In unrelated reading, I am about to finish La isla de Róbinson, Arturo Uslar Pietri’s 1981 novelized biography of Simón Rodríguez, or “Naked Rambler of the 19th-Century Andes” as I called him in an early blog post. In one scene, Rodríguez and his famous former student Simón Bolívar, both from sultry coastal Venezuela, marvel at the changes in the landscape and the exotic llamas as they ascend into the high Andes in the middle of what would become Bolivia. The narrative voice has Rodríguez remember reading the travel diary El lazarillo de ciegos caminantes (The guide for blind walkers) published in 1775 by Alonso Carrió de la Vandera under the pseudonym of Concolorcorvo. The book describes travel overland from Buenos Aires to Lima in what was at the time all part of the Viceroyalty of Peru. Rodríguez remembers a passage from the book, a particular attempt at proto-anthropological observation on the part of the author: “Concolorcorvo decía que todo el indio es cara, por eso no necesitaba cobijarse del frío” (p. 178; Concolorcorvo said that all of the Indian is face, and that’s why he didn’t need to cover himself from the cold.) The indigenous peoples of the high Andes use abundant textiles to cover themselves from the elements, as well as the narcotic effect of the coca leaf to ward off cold, hunger and fatigue; evidently Concolorcorvo meant that the people living in the region had a greater tolerance for the lower temperatures. But the idea that one’s body could be “all face” strikes me as highly relevant to thinking about nudity.
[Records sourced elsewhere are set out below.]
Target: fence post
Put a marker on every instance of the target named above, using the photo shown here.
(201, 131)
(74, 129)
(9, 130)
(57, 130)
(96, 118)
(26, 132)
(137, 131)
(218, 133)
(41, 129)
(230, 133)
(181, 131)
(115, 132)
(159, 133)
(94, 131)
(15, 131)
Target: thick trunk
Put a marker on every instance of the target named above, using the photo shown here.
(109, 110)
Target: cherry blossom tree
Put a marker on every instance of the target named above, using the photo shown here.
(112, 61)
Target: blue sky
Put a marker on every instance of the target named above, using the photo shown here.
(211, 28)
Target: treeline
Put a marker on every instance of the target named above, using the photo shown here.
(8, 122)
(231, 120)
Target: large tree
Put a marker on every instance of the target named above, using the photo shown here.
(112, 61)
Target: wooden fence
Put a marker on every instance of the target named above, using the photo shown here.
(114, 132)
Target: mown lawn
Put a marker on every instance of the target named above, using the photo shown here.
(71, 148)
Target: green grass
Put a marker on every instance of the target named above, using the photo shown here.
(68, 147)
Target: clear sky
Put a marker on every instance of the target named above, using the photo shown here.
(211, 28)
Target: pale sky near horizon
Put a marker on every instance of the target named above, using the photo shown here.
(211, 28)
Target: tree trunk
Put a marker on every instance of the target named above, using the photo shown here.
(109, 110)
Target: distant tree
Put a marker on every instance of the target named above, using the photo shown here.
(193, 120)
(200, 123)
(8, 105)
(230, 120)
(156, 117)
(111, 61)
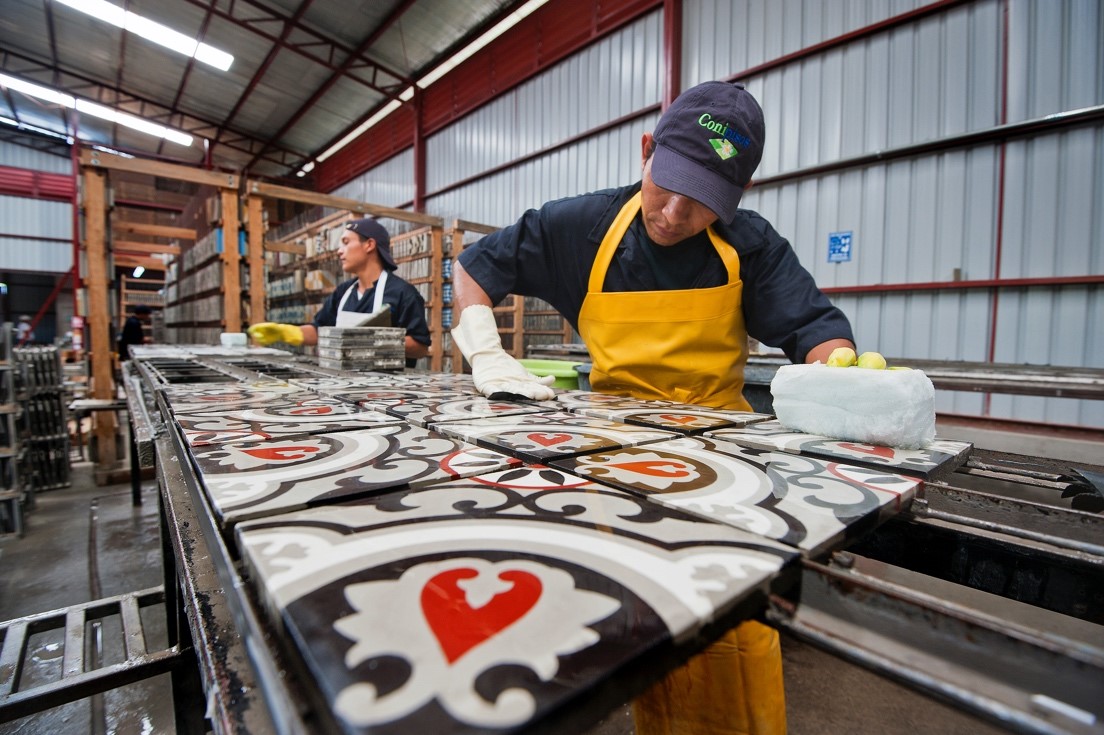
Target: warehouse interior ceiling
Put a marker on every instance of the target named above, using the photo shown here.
(306, 73)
Our faces are usually the last thing we cover in the cold – we need our faces to see, to breathe, to identify each other. To imagine our complete anatomy as one big face is to recognize our holistic need for our entire bodies, a rather obvious and yet uniquely framed conclusion. “On the face of it,” the equivalence of face and body supports the assertion, in the Marlon James reading above, that “no two nakedness is the same.” While the face has a greater concentration of unique features in our eyes, nose, cheeks, lips and etc., the entire body can be uniquely appreciated in the same way, because while we all have the same basic body parts, there are no two backs or chests or sets of legs exactly alike.
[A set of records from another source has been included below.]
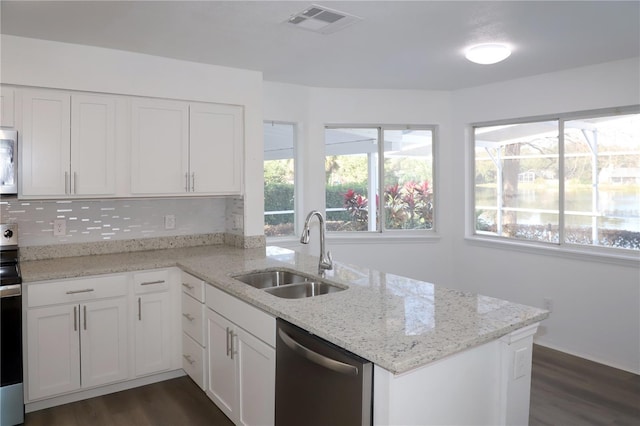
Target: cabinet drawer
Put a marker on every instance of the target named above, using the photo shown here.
(151, 281)
(255, 321)
(76, 290)
(193, 356)
(193, 286)
(192, 318)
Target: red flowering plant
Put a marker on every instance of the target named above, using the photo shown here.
(356, 205)
(409, 206)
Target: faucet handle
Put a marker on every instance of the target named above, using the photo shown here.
(329, 260)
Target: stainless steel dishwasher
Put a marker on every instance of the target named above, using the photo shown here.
(318, 383)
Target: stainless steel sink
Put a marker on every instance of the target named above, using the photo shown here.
(271, 278)
(302, 290)
(287, 284)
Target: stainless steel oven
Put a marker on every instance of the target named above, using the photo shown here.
(11, 388)
(8, 162)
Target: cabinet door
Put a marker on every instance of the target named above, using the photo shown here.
(93, 148)
(256, 364)
(216, 146)
(103, 341)
(160, 147)
(153, 330)
(221, 384)
(7, 107)
(45, 143)
(53, 351)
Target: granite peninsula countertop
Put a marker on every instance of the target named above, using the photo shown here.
(396, 322)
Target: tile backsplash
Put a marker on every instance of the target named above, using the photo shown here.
(101, 220)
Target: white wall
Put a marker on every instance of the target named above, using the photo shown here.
(596, 304)
(32, 62)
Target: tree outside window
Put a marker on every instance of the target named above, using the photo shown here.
(580, 186)
(359, 168)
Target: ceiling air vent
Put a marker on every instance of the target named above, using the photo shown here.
(321, 19)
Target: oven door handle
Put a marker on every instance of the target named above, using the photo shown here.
(13, 290)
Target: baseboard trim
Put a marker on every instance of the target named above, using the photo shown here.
(102, 390)
(587, 357)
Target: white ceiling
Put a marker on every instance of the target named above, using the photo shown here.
(396, 45)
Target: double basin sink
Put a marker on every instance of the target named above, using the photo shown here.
(286, 284)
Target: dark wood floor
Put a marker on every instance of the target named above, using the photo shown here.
(565, 391)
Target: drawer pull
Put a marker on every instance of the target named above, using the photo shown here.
(86, 290)
(152, 282)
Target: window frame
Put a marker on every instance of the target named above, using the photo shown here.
(297, 182)
(400, 235)
(594, 252)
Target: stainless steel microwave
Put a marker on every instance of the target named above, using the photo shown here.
(8, 162)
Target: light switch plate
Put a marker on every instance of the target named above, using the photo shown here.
(60, 227)
(170, 221)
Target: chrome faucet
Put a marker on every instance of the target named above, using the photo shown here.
(325, 262)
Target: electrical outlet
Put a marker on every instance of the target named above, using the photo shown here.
(59, 227)
(237, 221)
(170, 221)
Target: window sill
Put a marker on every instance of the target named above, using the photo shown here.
(587, 254)
(382, 238)
(369, 238)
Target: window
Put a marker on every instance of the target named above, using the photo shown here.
(363, 162)
(570, 180)
(279, 179)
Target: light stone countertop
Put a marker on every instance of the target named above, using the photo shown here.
(398, 323)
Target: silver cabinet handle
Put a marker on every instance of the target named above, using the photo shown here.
(86, 290)
(321, 360)
(232, 349)
(152, 282)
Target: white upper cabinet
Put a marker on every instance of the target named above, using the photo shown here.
(186, 149)
(216, 142)
(93, 145)
(68, 145)
(159, 147)
(45, 143)
(7, 107)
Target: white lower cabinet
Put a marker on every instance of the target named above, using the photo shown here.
(152, 322)
(99, 330)
(241, 379)
(76, 345)
(193, 330)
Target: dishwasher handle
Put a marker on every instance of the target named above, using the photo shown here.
(321, 360)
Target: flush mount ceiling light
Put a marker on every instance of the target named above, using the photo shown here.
(489, 53)
(321, 19)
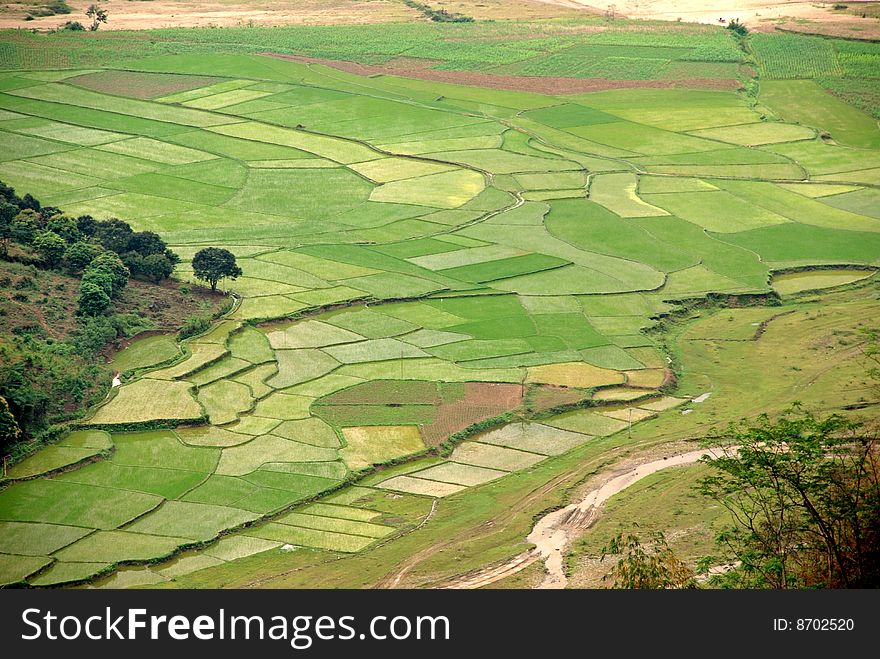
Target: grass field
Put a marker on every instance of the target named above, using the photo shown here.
(487, 249)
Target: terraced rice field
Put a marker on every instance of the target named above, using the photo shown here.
(485, 256)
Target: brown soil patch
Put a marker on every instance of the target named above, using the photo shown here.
(540, 85)
(546, 397)
(140, 85)
(481, 401)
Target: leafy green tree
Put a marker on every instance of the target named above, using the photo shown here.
(100, 278)
(7, 214)
(805, 497)
(134, 262)
(93, 300)
(10, 433)
(51, 247)
(213, 264)
(80, 255)
(64, 226)
(24, 227)
(157, 267)
(87, 225)
(113, 265)
(646, 566)
(737, 28)
(28, 202)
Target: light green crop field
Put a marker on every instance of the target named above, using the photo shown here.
(420, 257)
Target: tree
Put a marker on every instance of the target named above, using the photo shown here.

With the prevalence of imagery on social media today, many nudists feel the need to show face but not body, or body but not face, to protect their identities. Would that we could all bare our entire face/body, no two the same, without fear of recrimination or ridicule! May we find new ways to face, to body, the headwinds.
Wonderful piece, thank you.
It reminded me of a previous job in a chip factory, where everyone was completely wrapped up, including their face. You couldn’t see them due to the masks and goggles.
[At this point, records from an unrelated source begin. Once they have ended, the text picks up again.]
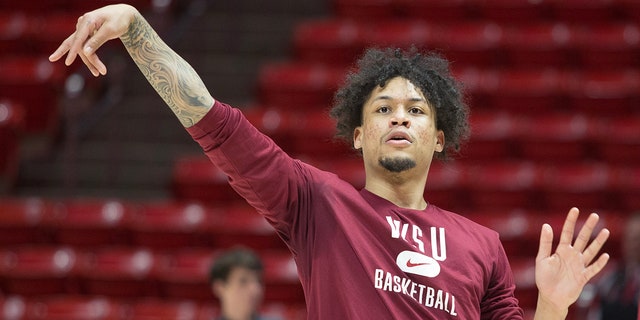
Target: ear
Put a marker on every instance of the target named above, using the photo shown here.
(439, 141)
(217, 287)
(357, 138)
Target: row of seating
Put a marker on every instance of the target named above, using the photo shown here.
(11, 128)
(87, 307)
(512, 11)
(299, 85)
(43, 273)
(92, 224)
(479, 43)
(75, 5)
(127, 271)
(534, 133)
(470, 184)
(89, 223)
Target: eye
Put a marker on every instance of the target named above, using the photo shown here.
(383, 109)
(415, 110)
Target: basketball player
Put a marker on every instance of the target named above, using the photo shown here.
(382, 252)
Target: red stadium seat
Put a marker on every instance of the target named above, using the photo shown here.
(71, 307)
(298, 85)
(519, 228)
(11, 127)
(528, 91)
(118, 272)
(630, 8)
(445, 186)
(470, 43)
(166, 225)
(400, 34)
(20, 221)
(312, 135)
(338, 42)
(196, 178)
(554, 137)
(157, 309)
(12, 28)
(363, 9)
(627, 186)
(583, 185)
(478, 84)
(512, 11)
(609, 92)
(33, 83)
(434, 10)
(37, 270)
(606, 46)
(491, 136)
(90, 222)
(537, 45)
(184, 274)
(584, 11)
(13, 307)
(240, 224)
(504, 185)
(618, 141)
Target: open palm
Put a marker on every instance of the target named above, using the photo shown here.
(561, 276)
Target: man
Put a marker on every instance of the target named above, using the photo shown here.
(236, 279)
(378, 253)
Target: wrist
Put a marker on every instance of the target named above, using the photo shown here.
(548, 310)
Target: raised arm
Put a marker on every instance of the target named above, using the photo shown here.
(170, 75)
(561, 276)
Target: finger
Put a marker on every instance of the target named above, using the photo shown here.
(585, 232)
(95, 42)
(596, 267)
(566, 236)
(595, 246)
(89, 65)
(84, 28)
(546, 241)
(62, 49)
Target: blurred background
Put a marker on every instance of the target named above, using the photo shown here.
(108, 209)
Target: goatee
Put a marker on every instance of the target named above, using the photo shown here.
(397, 164)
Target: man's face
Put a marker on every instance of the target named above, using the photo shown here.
(241, 294)
(398, 130)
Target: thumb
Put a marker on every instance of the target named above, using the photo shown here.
(546, 241)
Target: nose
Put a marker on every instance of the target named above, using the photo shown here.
(400, 118)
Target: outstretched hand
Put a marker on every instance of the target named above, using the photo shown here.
(92, 31)
(561, 276)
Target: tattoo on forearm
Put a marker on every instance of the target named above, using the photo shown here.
(170, 75)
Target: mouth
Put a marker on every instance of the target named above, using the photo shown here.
(400, 138)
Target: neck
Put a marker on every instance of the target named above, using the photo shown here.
(404, 189)
(226, 315)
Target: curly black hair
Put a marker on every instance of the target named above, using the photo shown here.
(427, 71)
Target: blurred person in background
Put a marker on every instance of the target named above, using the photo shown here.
(236, 280)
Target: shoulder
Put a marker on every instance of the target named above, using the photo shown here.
(465, 224)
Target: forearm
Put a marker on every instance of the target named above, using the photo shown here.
(169, 74)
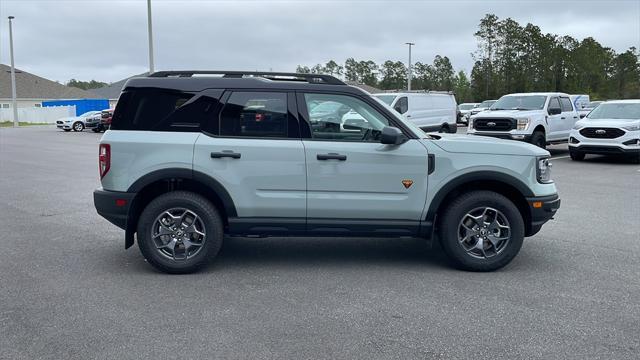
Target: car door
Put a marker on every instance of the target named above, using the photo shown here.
(555, 121)
(254, 151)
(569, 116)
(354, 179)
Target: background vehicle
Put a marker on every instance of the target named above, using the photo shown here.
(76, 123)
(538, 118)
(485, 105)
(105, 120)
(465, 111)
(613, 128)
(581, 104)
(181, 168)
(430, 111)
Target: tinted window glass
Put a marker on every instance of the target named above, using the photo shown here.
(402, 105)
(554, 103)
(347, 118)
(160, 110)
(255, 114)
(566, 104)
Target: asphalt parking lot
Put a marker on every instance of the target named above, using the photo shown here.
(71, 291)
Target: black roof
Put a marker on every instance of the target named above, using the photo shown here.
(186, 81)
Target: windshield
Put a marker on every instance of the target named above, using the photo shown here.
(520, 102)
(630, 111)
(387, 99)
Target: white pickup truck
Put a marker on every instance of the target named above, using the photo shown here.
(537, 118)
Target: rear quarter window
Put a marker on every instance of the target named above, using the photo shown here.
(163, 110)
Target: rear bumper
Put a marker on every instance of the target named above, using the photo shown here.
(542, 209)
(113, 206)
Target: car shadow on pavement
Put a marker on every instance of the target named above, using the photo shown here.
(328, 251)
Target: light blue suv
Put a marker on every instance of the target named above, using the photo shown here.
(193, 156)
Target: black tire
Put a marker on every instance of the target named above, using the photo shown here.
(538, 139)
(211, 220)
(576, 155)
(456, 211)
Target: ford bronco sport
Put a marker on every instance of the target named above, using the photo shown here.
(192, 156)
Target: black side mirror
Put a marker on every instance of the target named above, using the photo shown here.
(392, 136)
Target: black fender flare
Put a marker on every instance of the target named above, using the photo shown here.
(484, 175)
(167, 174)
(178, 173)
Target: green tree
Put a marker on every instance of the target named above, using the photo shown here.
(394, 75)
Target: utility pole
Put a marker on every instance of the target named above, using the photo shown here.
(150, 31)
(14, 101)
(409, 68)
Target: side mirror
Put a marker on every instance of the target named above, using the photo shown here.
(392, 136)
The way to recognise someone was by looking at… their body shape!
So odd how things can come together.
Wow! I can only imagine. What a strange context that would be, at least until one gets used to it. Thanks for sharing!
There was even something weirder, after I had worked on a project in that factory with a lady, for about a week.
In the company restaurant I suddenly heard her voice, and I said, “Oh, it’s you. I hadn’t recognised you with your clothes on.”
Which was true, because in there, everyone wore the same, blue overalls and stuff.